The application of minimally invasive techniques to the surgical treatment of UC at the beginning of the 1990s contributed in significantly improving the acceptance and tolerability of the procedure[110]. Numerous case series and, finally, two meta-analyses have been published since then, demonstrating the feasibility and safety of the laparoscopic approach, at the cost of longer operative times[110-117]. A subsequent RCT showed that operative time could be significantly reduced with the adoption of a hand-assisted technique, which at the same time allows for preserving the advantages of a minimal invasive approach[118]. Scant data is available so far regarding long-term outcomes, however the few series with adequate follow-up report laparoscopy pouch function results as good as the ones achieved with open surgery[21,119]. Laparoscopy has also been adopted with good results in the emergency setting[120,121], and similarly as for open surgery, a staged approach to a minimally invasive restorative procedure should be preferred which is as effective in significantly reducing the rate of postoperative pelvic sepsis[121-123]. Furthermore, when a staged procedure is planned, laparoscopy has been shown to decrease postoperative adhesion formation with less intraoperative adhesiolysis required during subsequent completion proctectomy and IPAA[124]. Similarly, a study by Indar and colleagues on 34 patients who underwent laparoscopic IPAA, where a laparoscopic exploration of the abdominal cavity was performed during the ileostomy closure, found that no patient had dense adhesion and only a minority of patients had filmy avascular adhesion to the abdominal wall (32%) and to the adnexa (29%), which represents a significant improvement compare to the rates reported for open surgery (as high as 90%)[125].

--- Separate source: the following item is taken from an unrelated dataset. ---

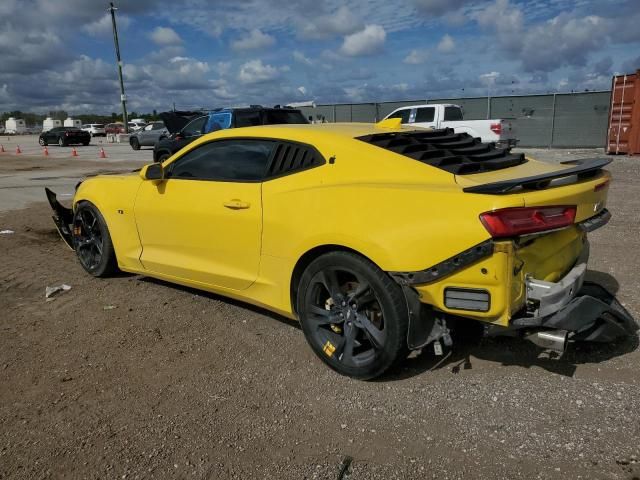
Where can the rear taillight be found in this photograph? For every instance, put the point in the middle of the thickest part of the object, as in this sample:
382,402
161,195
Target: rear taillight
511,222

Despite the lack of strong evidence about the benefits attainable with laparoscopy in terms of short-term outcomes[21,126], it has been proven that patients treated laparoscopically are more satisfied with the cosmetic results and perceive a better body image-aspect anything but negligible in this usually young and socially active patient population-especially in the women’s subset, as confirmed by the results of a RCT with a median follow-up of 2.7 years[21,119]. More recently, the quest for further minimizing surgical trauma and extent of incisions, has led to the development of single incision laparoscopy (SIL), which has already been applied in the field of colorectal diseases with proven benefits in terms of short-term outcomes over standard laparoscopy[127-131]. To date only few cases of SIL for UC has been reported, but preliminary results show that particularly for the total abdominal colectomy, this “no scar” approach have the potential for improving not only the cosmesis, but also the postoperative course, with less pain and reduced need for narcotics, which may translate in shorter hospital stay and faster return to normal activities[132-135]. Considering the excellent outcome of restorative surgery, heightened by the potentials of minimal invasive techniques, surgery should not be considered the last resort when everything has failed, but rather a valid alternative to an expensive and risky medical therapy[136].